# First and Second Drum



## justinstewart (Nov 23, 2007)

Thursday, this is the first drum I've ever caught. Taped at 43". Sorry the pic is awful, I was by myself.









Saturday, caught my second drum. Taped at 42". This time I had help with the picture!


----------



## Cdog (Mar 18, 2002)

Congrats, nice fish!


----------



## sehguhll (Sep 12, 2008)

Nice Fish!
Did you catch him around here, or down south (Wilmington)?:fishing:


----------



## justinstewart (Nov 23, 2007)

I caught him in Wilmington.


----------



## JeepMike (Feb 4, 2008)

nice fish Justin!! I just got my first one last night. What a rush!!


----------



## Conrad (Feb 23, 2007)

You fishing with Jason?


----------



## Fireline20 (Oct 2, 2007)

I see your from Wilmington,,,was that a local catch or one from Hattie


----------



## jabber (Oct 28, 2008)

cool doin it by yourself


----------



## NateM (Jan 9, 2008)

Nice fish man! Just brought my surf gear back so now its on!


----------



## Fireline20 (Oct 2, 2007)

justinstewart said:


> I caught him in Wilmington.


Great....

Pay attention all you Hattie guys,,,they can be had further south, ie the Fort, ie the North End.


----------



## Drumdum (Jan 6, 2003)

Fireline20 said:


> Great....
> 
> Pay attention all you Hattie guys,,,they can be had further south, ie the Fort, ie the North End.

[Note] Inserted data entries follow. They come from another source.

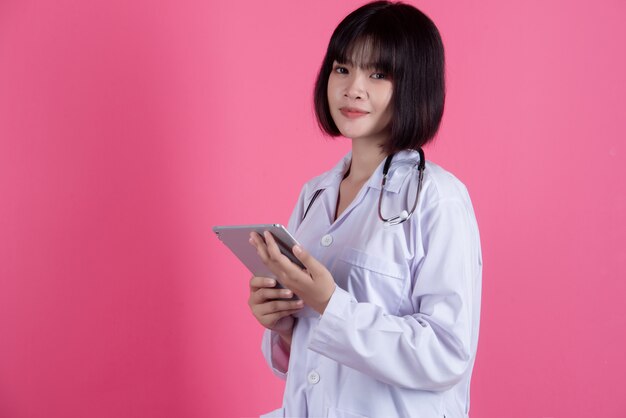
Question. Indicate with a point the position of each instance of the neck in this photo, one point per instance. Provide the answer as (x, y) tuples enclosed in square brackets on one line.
[(366, 156)]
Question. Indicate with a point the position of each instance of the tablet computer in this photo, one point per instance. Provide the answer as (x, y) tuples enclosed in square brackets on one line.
[(236, 239)]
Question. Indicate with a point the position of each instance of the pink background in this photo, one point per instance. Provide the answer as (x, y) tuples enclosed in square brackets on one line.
[(128, 129)]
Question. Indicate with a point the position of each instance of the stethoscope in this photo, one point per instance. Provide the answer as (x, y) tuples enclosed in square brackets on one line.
[(404, 215)]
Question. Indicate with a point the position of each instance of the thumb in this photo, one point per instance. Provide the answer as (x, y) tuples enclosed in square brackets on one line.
[(312, 265)]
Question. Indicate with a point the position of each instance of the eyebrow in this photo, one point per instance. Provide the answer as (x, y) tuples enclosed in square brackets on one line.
[(366, 66)]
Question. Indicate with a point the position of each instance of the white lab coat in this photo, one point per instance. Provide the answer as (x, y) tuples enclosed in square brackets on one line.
[(399, 335)]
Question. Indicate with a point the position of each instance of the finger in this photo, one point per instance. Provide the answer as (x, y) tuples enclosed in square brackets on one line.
[(259, 244), (274, 306), (273, 249), (267, 294), (290, 271), (273, 318), (258, 282), (312, 265)]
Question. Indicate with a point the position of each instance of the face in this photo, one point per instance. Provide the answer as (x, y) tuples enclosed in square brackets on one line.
[(360, 102)]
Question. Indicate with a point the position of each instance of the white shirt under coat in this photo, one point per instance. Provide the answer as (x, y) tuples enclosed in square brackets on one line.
[(398, 337)]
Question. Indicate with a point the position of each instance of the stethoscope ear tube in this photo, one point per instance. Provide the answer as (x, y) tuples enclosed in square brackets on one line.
[(404, 215)]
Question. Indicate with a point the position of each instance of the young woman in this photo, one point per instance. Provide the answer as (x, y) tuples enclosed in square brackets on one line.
[(386, 323)]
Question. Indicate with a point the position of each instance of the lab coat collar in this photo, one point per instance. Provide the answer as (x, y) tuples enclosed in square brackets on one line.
[(396, 176)]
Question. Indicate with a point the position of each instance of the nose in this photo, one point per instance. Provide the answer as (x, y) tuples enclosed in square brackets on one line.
[(356, 87)]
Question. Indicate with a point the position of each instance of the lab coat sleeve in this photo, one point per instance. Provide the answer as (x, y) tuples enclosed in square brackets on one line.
[(432, 348)]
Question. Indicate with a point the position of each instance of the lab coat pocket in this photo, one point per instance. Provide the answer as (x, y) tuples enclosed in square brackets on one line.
[(336, 413), (278, 413), (372, 279)]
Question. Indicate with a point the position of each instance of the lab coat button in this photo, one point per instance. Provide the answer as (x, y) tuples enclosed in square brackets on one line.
[(327, 240), (313, 377)]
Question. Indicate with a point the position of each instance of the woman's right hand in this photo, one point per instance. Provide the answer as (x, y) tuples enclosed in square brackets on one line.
[(268, 308)]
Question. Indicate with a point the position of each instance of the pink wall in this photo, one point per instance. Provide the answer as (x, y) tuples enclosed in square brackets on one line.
[(128, 129)]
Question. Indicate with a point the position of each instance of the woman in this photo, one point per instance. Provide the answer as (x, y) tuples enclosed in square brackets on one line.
[(387, 319)]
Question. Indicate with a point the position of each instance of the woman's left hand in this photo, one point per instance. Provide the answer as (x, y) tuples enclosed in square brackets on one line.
[(314, 286)]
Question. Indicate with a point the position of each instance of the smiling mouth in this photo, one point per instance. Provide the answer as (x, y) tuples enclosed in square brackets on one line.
[(352, 113)]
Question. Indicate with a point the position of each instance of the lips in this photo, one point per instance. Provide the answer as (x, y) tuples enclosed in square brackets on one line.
[(353, 112)]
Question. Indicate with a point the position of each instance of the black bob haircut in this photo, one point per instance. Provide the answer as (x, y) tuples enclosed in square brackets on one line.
[(404, 43)]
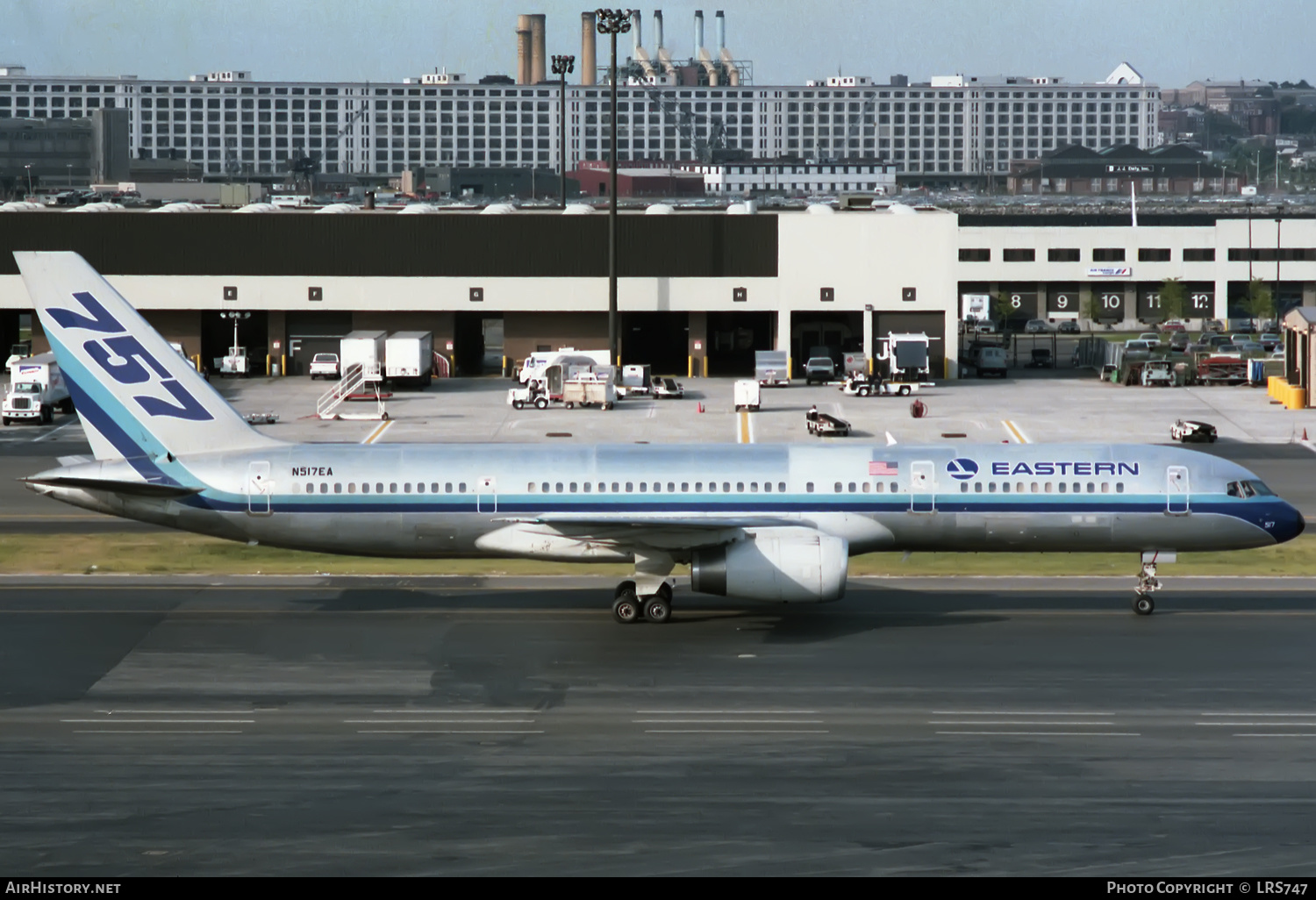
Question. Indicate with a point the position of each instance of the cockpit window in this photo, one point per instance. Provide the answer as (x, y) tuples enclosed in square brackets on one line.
[(1250, 489)]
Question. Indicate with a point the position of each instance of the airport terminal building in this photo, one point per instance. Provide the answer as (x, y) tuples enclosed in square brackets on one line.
[(699, 291)]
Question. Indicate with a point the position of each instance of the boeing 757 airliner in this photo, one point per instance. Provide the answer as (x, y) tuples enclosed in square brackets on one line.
[(773, 523)]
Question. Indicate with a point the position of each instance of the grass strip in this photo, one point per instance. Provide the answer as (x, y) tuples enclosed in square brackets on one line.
[(181, 553)]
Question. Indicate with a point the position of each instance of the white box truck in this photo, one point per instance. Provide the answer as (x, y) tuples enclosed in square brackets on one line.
[(36, 391), (365, 349), (410, 358)]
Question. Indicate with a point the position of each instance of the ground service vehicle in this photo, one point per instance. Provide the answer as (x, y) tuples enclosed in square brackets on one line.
[(1187, 431), (769, 523), (36, 389), (410, 358), (819, 368), (771, 368), (747, 394), (325, 365)]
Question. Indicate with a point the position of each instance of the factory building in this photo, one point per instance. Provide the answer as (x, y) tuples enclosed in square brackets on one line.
[(697, 292), (705, 108)]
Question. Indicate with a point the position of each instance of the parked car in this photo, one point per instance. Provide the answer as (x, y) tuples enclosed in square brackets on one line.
[(666, 389), (819, 368), (1192, 432), (324, 365)]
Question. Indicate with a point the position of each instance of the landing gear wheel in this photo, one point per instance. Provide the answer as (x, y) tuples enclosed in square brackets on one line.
[(657, 610), (626, 608)]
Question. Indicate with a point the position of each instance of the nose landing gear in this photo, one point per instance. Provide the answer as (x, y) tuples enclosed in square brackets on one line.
[(1148, 582)]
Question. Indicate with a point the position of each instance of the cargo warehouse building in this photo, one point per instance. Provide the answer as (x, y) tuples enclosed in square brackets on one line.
[(697, 291)]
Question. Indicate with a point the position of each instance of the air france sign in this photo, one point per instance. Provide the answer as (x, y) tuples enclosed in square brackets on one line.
[(962, 468), (124, 358)]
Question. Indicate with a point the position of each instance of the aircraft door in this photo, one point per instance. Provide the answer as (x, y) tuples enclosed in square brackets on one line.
[(923, 487), (1177, 489), (260, 487), (486, 494)]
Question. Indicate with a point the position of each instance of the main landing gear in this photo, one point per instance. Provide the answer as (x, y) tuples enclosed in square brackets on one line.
[(1148, 582), (628, 607)]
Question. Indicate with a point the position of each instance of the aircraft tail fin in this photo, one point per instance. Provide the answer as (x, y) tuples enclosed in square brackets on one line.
[(137, 397)]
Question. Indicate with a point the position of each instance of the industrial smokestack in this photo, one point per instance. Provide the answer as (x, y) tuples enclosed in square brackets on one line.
[(539, 58), (589, 62), (523, 50)]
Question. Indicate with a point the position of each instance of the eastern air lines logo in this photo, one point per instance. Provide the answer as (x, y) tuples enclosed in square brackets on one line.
[(962, 470)]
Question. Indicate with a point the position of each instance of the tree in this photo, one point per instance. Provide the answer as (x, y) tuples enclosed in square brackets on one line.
[(1261, 303), (1174, 299)]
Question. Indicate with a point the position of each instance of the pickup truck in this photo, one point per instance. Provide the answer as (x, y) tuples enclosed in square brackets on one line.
[(324, 365)]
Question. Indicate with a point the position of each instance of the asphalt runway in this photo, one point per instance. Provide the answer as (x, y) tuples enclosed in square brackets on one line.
[(508, 726)]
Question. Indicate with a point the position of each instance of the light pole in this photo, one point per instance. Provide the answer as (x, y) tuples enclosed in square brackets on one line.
[(612, 23), (561, 66)]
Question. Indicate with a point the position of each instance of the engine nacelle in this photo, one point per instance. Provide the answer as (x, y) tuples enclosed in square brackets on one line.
[(779, 565)]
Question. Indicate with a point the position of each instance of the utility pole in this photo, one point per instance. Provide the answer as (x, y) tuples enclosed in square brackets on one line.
[(561, 66), (612, 23)]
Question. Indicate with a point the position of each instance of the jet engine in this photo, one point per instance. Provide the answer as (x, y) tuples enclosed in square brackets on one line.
[(779, 565)]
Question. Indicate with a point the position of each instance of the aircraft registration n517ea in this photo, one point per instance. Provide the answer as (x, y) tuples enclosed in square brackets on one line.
[(755, 521)]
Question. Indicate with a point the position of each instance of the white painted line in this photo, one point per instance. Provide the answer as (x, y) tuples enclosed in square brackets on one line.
[(968, 712), (50, 434), (726, 712), (1012, 721), (1015, 432), (728, 721), (733, 731), (439, 721), (418, 711), (166, 721), (158, 731), (1271, 724), (423, 731), (1050, 733), (379, 431)]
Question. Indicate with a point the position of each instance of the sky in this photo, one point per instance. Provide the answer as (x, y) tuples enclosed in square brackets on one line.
[(1171, 42)]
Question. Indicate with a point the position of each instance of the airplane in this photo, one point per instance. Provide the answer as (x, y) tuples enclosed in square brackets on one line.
[(769, 523)]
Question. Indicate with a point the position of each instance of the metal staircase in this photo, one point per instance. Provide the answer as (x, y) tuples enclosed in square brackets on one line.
[(357, 382)]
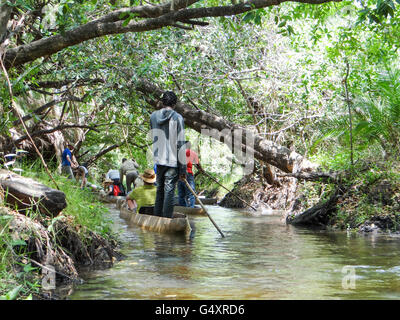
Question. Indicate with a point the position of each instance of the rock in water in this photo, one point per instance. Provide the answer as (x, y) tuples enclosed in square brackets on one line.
[(25, 193)]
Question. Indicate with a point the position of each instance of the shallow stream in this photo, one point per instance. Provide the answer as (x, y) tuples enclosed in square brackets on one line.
[(259, 258)]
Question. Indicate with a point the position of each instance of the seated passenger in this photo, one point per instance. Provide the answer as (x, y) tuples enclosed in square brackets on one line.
[(143, 196)]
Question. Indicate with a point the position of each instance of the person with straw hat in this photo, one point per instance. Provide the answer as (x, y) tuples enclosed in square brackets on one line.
[(143, 196)]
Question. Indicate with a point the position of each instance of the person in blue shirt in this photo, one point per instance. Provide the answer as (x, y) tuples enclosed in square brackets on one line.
[(67, 163)]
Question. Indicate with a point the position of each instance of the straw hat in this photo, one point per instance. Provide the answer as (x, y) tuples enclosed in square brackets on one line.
[(107, 181), (148, 176)]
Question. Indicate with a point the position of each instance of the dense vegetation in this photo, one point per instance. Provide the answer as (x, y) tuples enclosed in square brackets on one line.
[(321, 78)]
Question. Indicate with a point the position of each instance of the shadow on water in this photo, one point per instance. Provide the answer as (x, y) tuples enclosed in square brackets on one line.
[(259, 258)]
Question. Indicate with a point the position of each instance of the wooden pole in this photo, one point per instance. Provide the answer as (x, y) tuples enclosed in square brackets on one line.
[(205, 210), (216, 181)]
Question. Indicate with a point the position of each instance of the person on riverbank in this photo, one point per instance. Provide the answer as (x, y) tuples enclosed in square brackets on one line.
[(129, 170), (185, 196), (168, 134), (143, 196), (113, 189), (67, 161)]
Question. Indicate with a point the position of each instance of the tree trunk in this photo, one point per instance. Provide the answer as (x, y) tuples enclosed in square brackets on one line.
[(25, 194), (225, 131)]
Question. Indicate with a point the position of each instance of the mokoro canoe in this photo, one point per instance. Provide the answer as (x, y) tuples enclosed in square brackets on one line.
[(188, 210), (110, 199), (179, 224), (208, 201)]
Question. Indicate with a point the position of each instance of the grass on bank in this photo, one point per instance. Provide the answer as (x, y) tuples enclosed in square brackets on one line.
[(18, 279), (372, 184)]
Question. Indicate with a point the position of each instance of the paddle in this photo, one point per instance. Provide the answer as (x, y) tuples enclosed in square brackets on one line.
[(205, 210), (215, 180)]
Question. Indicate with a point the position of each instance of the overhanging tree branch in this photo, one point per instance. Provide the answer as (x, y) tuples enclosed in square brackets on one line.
[(112, 23)]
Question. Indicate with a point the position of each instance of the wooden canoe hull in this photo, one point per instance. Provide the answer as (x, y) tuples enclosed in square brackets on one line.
[(208, 201), (178, 225), (110, 199)]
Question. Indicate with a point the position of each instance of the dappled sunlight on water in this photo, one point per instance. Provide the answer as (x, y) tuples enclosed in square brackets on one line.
[(259, 258)]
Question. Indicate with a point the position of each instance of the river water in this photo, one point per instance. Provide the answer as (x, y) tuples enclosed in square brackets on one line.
[(259, 258)]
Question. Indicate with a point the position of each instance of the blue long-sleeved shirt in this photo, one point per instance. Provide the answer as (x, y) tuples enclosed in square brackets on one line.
[(168, 133)]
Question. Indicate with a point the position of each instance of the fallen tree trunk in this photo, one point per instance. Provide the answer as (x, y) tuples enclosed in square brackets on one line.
[(318, 215), (26, 194), (235, 136)]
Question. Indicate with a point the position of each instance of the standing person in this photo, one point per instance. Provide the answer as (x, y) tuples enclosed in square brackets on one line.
[(67, 163), (186, 198), (143, 196), (168, 133), (113, 174), (82, 174), (129, 169)]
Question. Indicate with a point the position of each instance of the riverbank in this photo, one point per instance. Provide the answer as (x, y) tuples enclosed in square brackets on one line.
[(364, 199), (39, 253)]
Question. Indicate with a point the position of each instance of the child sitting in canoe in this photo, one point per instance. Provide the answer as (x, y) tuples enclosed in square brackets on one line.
[(143, 196)]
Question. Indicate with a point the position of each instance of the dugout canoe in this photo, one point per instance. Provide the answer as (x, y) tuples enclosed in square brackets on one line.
[(207, 201), (179, 224), (110, 199), (191, 211)]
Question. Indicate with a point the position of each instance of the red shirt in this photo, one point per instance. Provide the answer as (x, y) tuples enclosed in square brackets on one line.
[(191, 158)]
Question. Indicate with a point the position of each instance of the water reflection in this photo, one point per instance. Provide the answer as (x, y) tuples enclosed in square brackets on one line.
[(259, 258)]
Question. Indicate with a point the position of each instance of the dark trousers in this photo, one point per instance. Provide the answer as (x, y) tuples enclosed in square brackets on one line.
[(130, 179), (166, 183)]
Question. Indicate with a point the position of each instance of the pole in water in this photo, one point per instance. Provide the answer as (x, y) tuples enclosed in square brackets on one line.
[(201, 204), (215, 180)]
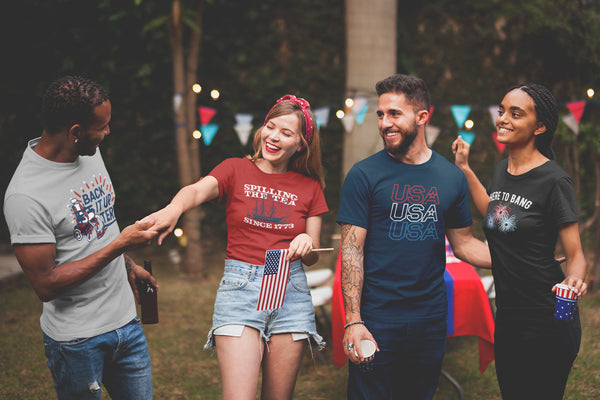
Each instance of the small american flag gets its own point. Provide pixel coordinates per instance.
(274, 282)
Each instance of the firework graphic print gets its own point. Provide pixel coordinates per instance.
(502, 218)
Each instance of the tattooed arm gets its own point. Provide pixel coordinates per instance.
(353, 240)
(352, 276)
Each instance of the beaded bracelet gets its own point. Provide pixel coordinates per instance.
(354, 323)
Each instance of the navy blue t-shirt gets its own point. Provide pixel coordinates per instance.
(406, 209)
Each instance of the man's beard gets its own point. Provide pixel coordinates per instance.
(400, 149)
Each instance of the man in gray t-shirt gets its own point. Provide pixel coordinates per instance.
(59, 207)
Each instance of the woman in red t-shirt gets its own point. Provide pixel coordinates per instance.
(274, 200)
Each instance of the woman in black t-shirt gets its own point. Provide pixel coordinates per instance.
(529, 204)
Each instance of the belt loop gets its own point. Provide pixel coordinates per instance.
(253, 272)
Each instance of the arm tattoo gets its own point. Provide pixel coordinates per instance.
(352, 271)
(128, 263)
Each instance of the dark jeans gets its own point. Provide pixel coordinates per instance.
(408, 365)
(534, 354)
(118, 359)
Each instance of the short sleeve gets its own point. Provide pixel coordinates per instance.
(223, 173)
(318, 204)
(563, 203)
(355, 199)
(27, 220)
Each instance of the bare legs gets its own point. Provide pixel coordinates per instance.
(240, 361)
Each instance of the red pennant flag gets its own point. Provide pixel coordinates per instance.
(206, 114)
(499, 145)
(430, 114)
(577, 108)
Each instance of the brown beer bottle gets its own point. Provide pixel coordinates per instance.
(148, 298)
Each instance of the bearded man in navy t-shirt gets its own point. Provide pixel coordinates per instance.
(396, 208)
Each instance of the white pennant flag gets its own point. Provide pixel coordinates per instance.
(348, 122)
(571, 122)
(243, 131)
(431, 134)
(243, 119)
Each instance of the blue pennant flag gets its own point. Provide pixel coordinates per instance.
(208, 133)
(467, 136)
(460, 114)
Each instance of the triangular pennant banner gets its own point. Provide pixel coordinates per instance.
(243, 131)
(460, 112)
(359, 103)
(206, 114)
(431, 134)
(431, 108)
(348, 122)
(467, 136)
(243, 119)
(577, 108)
(493, 113)
(322, 116)
(360, 117)
(208, 133)
(177, 100)
(571, 122)
(499, 145)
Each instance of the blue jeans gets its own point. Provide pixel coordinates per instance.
(408, 365)
(118, 359)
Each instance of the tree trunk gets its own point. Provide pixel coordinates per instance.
(184, 109)
(371, 56)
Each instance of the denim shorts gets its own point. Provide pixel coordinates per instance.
(118, 359)
(237, 299)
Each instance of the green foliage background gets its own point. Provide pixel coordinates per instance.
(469, 52)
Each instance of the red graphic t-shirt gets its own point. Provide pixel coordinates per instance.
(264, 211)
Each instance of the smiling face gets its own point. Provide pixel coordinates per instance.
(280, 140)
(397, 123)
(517, 122)
(89, 137)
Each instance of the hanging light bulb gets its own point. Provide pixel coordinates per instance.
(590, 93)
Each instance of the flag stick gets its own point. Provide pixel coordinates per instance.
(323, 249)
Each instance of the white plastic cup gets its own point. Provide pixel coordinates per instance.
(368, 349)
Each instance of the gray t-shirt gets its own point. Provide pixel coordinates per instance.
(72, 206)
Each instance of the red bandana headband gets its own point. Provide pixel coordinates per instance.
(305, 107)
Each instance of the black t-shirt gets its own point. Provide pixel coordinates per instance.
(521, 224)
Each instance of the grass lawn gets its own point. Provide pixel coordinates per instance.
(183, 370)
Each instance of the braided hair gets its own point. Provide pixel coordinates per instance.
(547, 113)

 Already know that,just too far to travel when you can get'm here.. 

PS Nice fish,and definatly an addaboy for doing it on your own...


----------



## Rocks&Reds (Mar 15, 2007)

Nice fish, Congrats!!


----------



## Rockfish1 (Apr 8, 2005)

way to go, 2 paper fish in 2 days... you're on fire...


----------



## inshoreangler95 (Jun 15, 2008)

Gratz man! Very nice fish there, one heck of a fight huh?


----------



## RuddeDogg (Mar 20, 2004)

Great work. Congrats.


----------



## brandonmc (May 24, 2007)

Nice work buddy!


----------



## Rattletrap (Sep 8, 2008)

Awesome fish! Congrats!!


----------



## triple t (Nov 1, 2008)

YO WAZZUP Justin it's Thomas from Oak Island. Me and Brandon have been catching some small ones, that second one is HUGE! Nice fish man, good job!


----------